Science Blog: Vegetation characteristics can help us to understand the future behaviour of peatland functions
Peatlands are globally amongst the most significant soil carbon reservoirs. As the carbon reservoir builds up and the peat layer grows in thickness during thousands of years, peatland vegetation also goes through a change. Which plant species dominate the peatland vegetation is essential for carbon sequestration, as plants capture carbon in photosynthesis. With global warming currently changing peatland vegetation and carbon cycling, we might be able to predict the future by learning more about the plants. Our study implies that peatland type matters and that the functions of older peatlands, namely bogs, are less prone being impaired by environmental change, such as global warming.
Peatland vegetation and carbon accumulation
Peatlands form a significant carbon storage, but due to anthropogenic actions and climate change, the rate of carbon (C) accumulation is expected to decrease. C-accumulating pristine peatlands are not a homogeneous ecosystem type but vary in their vegetation and environmental conditions. As peatland develops over thousands of years, the relative proportion of vascular plants and Sphagnum mosses in the plant community changes, peat depth increases and pH decreases, and all this impacts on the level and resilience of C sequestration. Trait‐based ecology, with a focus on quantitative plant properties or “traits” such as plant height or leaf nitrogen content, offers tools for mechanistic understanding of how vegetation responds to changes in environmental conditions, and how vegetation change impacts on ecosystem functions. Currently, little is known about the successional development of plant traits or functional diversity of these traits in peatlands, although this could be key to understanding the resistance of peatland C accumulation to climate change.

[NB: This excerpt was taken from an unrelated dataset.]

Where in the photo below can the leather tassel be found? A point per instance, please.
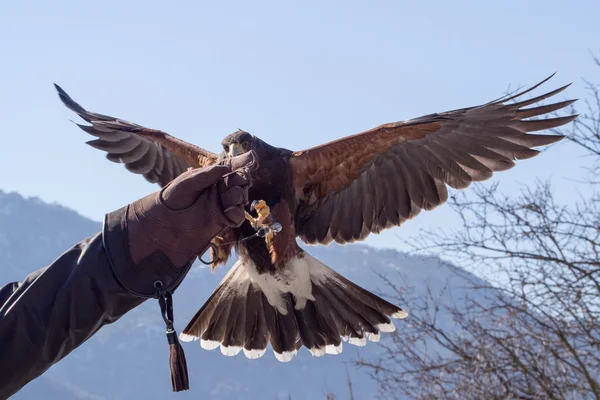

The successional stages of peatlands offer an outdoor laboratory of peatlands with plants that have very different traits and responses to environmental change. We used such a setup to gain a glimpse of how the functionality of successive plant communities changes and what makes a peatland resistant to climate change. We collected plant community and trait data along successional peatland gradients from post‐glacial rebound areas in coastal Finland, Sweden and Russia, altogether from 47 peatlands. This allowed us to analyse the changes in trait values and functional diversity (diversity of traits) during peatland development.
Development of plant traits and plant community resistance
Our results demonstrated a trait trade‐off from acquisitive (fast-living, productive plants) to conservative (stress-tolerant, slow-growing) species in both vascular plant and Sphagnum moss communities during peatland development from early successional sedge-covered fens to nutrient-poor Sphagnum-dominated bogs. Such a trait trade‐off is generally linked to ecosystem functions so that the communities with acquisitive species have higher productivity, while high litter accumulation and soil C accumulation are characteristic of communities with conservative species. This supports the view that older bogs have lower productivity but nevertheless also greater net C sequestration than younger fens. With our trait dataset, we were also able evaluate what makes carbon sequestration by bogs more resistant to changing weather conditions compared to fens. We observed that the differences are connected to the existence of a well-developed Sphagnum moss community, which increases the resistance of peatland to environmental changes compared to communities dominated by vascular plants. Sphagnum moss traits showed higher within-species variation than vascular plant traits, and in addition, we found increasing functional diversity in Sphagnum communities during peatland succession, while functional diversity in vascular plant communities was higher in fens. Both within-species trait variability and the existence of functionally different species in a community increase the resistance of ecosystems to perturbations.
Conclusions
Climate change may have a major effect on the carbon accumulation of peatlands by changing the vegetation composition. If Sphagnum mosses persist as an elemental part of the plant community or manage to replace the fen vegetation as peatland succession proceeds, the current rate of C accumulation may continue. However, if climate change results in large‐scale shrubification at the expense of mosses, the reduced resistance of peatland may to lead to a decrease in peat accumulation.
Reference
Laine, A. M., Lindholm, T., Nilsson, M., Kutznetsov, O., Jassey, V. E., & Tuittila, E. S. 2021. Functional diversity and trait composition of vascular plant and Sphagnum moss communities during peatland succession across land uplift regions. Journal of Ecology 19, 1774-1789. Available at: https://doi.org/10.1111/1365-2745.13601
Text: Anna Laine-Petäjäkangas
Dr Anna Laine-Petäjäkangas is a Senior Scientist in the Environmental Solutions unit, specializing in peatland carbon cycle-related aspects. She has worked at the Geological Survey of Finland (GTK) since autumn 2020. Before that, she led a project funded by the Kone Foundation on the successional development of peatland plant traits at the University of Oulu. She is currently focusing on land use and environmental change impacts on peatland carbon storage and is the manager of GTK work of the consortium project “Wind, forests and peatlands – Transformation through land use to a C-neutral society.”